Anyone can experience a traumatic brain injury after a fall, car accident or sports incident. However, some people have a higher risk of traumatic brain injury.
Review the risk factors for TBI so you can protect yourself and your family members.
Motor vehicle factors
Wearing a seatbelt every time you ride in a motor vehicle can significantly lower the risk for TBI. Driving under the influence of drugs or alcohol also increases the risk of debilitating auto accident injury. If you have a teen driver, set a good example by putting your device away when you are behind the wheel. Young adults with new licenses have an increased risk of serious and fatal auto accidents.

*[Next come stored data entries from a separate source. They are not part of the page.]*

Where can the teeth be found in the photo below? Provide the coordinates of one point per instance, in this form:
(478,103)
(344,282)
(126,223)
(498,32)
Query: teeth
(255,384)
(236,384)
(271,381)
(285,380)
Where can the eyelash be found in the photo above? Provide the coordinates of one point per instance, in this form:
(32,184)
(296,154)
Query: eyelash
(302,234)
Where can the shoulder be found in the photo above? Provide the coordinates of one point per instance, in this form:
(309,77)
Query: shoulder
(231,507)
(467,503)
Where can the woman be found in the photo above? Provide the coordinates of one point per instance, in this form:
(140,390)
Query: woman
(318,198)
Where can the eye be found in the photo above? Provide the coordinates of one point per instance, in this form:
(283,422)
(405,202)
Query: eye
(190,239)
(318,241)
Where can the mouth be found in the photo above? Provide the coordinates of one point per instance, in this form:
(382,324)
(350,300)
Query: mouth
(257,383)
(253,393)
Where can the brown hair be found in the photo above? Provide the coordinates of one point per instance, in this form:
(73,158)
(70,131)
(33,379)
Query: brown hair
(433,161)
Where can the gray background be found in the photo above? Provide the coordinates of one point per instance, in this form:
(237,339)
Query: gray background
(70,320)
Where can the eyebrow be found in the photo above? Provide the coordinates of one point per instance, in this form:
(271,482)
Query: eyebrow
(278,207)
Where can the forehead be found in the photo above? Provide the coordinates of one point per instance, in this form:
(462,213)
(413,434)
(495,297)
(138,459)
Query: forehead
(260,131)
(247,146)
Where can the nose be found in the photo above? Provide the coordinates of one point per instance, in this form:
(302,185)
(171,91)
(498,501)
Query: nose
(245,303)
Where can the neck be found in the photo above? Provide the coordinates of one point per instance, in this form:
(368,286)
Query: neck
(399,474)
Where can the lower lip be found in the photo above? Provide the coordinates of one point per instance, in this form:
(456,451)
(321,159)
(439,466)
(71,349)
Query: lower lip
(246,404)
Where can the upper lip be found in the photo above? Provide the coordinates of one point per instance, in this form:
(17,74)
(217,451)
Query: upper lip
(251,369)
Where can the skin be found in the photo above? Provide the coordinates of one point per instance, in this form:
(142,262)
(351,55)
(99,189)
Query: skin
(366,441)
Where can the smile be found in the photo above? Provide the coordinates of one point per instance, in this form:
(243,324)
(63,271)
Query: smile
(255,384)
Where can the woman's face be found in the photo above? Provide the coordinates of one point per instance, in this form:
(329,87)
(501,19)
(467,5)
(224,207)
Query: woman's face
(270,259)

A helmet is essential when you engage in activities that carry TBI risk. Your family members must wear a well-fitting helmet in good condition whenever you ski, snowboard, ride a horse, play baseball, ride a skateboard or roller skates, play contact sports, or ride an all-terrain vehicle, scooter, snowmobile, motorcycle or bike.
Older adults have a higher risk for falls which also increases the risk for TBI in this age group. If you are older than 60 or have an older family member, be aware of medical conditions and prescription drugs that can cause dizziness and falls.
In addition to these behavioral risks, TBI is more common in males of all ages, young adults between ages 15 and 24, and children younger than 4. If you or a family member experiences a head impact, seek medical attention right away.